KTDA ICT Group General Manager Mwende Gatabaki says they have introduced an Electronic Weighing Scale Solution (EWSS), a new digitalized technology to replace the manual scales. "With this innovation, falsification of green leaf weight at the buying centres would be a thing of the past," Gatabaki says.

"The machine records the weight on delivery and issues an electronic receipt instantly. The clerks neither read and record the weight nor issue a receipt."

Electronic access

The new technology also links 57 of KTDA’s tea processing factories to the head office in Nairobi, thereby enabling farmers to electronically access information about payments due to them each month.

And that is not all there is to the technology. It now takes under three days up from six months to register a new grower, thanks to a more-efficient recording system of the number of growers.

The new technology – the first of its kind in the agriculture sector – saw KTDA post Sh40 million in savings previously spent on communication and Sh64 million in labour and energy costs.

Thanks to the innovation, KTDA is now going places. It recently scored an African first by bagging the CIO 100-2009 ICT global award since the award was initiated 22 years ago by the US-based CIO Magazine.

Business value

According to CIO Editor-in-Chief Ms Maryfran Johnson, 100 companies that are creating new business value by innovating with technology are annually honoured worldwide.

They also must demonstrate excellence and achievement in IT to make it to the list.

Others awarded included Kaiser Parmanente (US) in the healthcare ICT category and

Jetblue Airways (US) for using ICT as the rock of business transformation.

Eliminating cheats

The electronic capturing system was piloted for one year up to September in selected factories before it was rolled out to the rest.

Gatabaki said the system has helped to eliminate "ghost growers" who were paid without providing tea.

Region six ICT coordinator Enock Ogara says it costs about Sh4.5 million to install the new system in one factory. The EWSS is wireless and employs the Bluetooth technology and has an accuracy of 0.1.

The system comprises three devices including a mobile-phone size computer known as Portable Device Assistant (DPA), an electronic scale and small printer.

Once a farmer puts his leaf on the electronic scale, it records the weight after stabilising, and then automatically reflects it on the PDA. All the clerk does is to press ‘accept’ button for the printer to produce a receipt. The receipt bears cumulative weight of the farmer’s monthly deliveries.

The transaction is then transmitted to the factory central computer system and the same is replicated at KTDA headquarters to facilitate payments to the farmer. Previously, one had to carry the information manually to Nairobi.

The PDA has all data about the farmers who are only required to produce the registration number, which when fed into the system, produces details of the farmers and the payments due to them.

Each factory needs 10 EWSS machines with two acting as back-ups. The devices use rechargeable batteries with lasting about 12 hours.
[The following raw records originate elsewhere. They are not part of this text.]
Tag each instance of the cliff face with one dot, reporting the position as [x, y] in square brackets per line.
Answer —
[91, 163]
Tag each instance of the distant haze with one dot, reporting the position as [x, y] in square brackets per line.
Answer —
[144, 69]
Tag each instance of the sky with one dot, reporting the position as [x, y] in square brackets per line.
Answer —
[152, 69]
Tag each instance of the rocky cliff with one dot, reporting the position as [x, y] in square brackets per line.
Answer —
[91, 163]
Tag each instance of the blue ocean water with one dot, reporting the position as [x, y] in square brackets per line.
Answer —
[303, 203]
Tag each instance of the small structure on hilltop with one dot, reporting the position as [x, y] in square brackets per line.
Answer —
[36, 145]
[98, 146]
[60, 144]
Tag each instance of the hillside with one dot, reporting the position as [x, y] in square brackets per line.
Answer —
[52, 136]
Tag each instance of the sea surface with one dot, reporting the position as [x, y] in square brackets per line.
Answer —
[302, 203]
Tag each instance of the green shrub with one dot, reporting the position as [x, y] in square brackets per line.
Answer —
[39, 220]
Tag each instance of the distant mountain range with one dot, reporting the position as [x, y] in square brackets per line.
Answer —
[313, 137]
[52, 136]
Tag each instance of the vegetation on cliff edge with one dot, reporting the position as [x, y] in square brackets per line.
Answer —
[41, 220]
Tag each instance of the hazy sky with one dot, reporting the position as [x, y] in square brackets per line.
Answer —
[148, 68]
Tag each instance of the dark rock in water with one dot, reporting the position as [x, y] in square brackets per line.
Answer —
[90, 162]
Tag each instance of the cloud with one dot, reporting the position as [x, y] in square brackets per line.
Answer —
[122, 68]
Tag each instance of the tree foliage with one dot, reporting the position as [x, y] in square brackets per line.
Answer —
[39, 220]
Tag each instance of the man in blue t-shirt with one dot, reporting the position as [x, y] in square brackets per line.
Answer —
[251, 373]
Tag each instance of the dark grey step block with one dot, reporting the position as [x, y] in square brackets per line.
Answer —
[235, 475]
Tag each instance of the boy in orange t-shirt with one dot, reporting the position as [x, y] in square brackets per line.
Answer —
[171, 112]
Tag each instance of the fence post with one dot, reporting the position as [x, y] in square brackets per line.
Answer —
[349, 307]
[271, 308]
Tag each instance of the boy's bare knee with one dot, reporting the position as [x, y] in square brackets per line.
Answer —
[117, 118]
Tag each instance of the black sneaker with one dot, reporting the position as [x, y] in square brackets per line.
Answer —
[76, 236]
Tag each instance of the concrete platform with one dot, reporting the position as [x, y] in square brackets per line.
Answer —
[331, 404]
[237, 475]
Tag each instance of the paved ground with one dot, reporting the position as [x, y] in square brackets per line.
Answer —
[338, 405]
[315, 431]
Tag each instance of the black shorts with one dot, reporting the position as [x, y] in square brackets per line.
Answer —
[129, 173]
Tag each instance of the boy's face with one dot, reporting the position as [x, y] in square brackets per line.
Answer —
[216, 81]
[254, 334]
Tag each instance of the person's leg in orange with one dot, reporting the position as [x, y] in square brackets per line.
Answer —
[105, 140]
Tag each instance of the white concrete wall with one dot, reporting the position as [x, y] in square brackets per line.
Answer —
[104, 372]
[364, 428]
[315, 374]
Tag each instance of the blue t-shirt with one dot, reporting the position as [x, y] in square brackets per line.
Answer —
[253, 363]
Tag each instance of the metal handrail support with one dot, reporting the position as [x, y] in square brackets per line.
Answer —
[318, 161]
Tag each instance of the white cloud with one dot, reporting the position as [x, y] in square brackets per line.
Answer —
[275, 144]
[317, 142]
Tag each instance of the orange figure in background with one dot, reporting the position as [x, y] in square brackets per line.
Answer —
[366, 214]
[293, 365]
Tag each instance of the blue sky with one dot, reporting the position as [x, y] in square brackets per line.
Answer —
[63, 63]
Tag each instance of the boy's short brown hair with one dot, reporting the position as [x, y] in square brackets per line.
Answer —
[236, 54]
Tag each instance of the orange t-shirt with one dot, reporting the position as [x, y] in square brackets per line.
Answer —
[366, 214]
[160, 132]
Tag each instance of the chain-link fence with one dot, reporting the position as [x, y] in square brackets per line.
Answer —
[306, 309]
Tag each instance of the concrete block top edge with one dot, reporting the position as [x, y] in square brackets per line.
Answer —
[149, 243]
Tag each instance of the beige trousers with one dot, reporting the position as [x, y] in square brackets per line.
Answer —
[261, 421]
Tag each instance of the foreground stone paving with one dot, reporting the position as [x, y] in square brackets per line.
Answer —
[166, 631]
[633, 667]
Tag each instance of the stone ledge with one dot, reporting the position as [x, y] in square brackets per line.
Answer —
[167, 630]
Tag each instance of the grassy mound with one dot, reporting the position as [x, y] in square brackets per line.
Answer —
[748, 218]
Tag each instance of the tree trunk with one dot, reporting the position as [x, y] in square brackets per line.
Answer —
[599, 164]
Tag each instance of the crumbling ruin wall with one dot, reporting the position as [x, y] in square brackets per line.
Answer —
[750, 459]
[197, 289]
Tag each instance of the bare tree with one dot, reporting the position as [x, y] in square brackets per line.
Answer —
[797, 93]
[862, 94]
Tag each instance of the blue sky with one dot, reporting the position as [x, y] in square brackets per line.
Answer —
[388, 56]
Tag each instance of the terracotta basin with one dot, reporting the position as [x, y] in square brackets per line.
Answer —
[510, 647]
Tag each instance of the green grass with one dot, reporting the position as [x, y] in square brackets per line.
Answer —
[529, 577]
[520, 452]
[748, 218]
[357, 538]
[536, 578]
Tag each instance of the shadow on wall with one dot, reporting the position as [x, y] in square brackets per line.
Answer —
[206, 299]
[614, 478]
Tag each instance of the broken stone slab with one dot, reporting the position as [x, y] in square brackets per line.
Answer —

Under standard conditions, each factory should have eight leaf collection lorries. Each would be assigned a clerk with one SWSS on a particular route. This move is departure from the past where each buying was allocated a clerk.

"The new technology will render some clerks redundant while the farmer will realise good returns on the crop as costs on communication, and labour are scaled down substantially," Gatabaki says.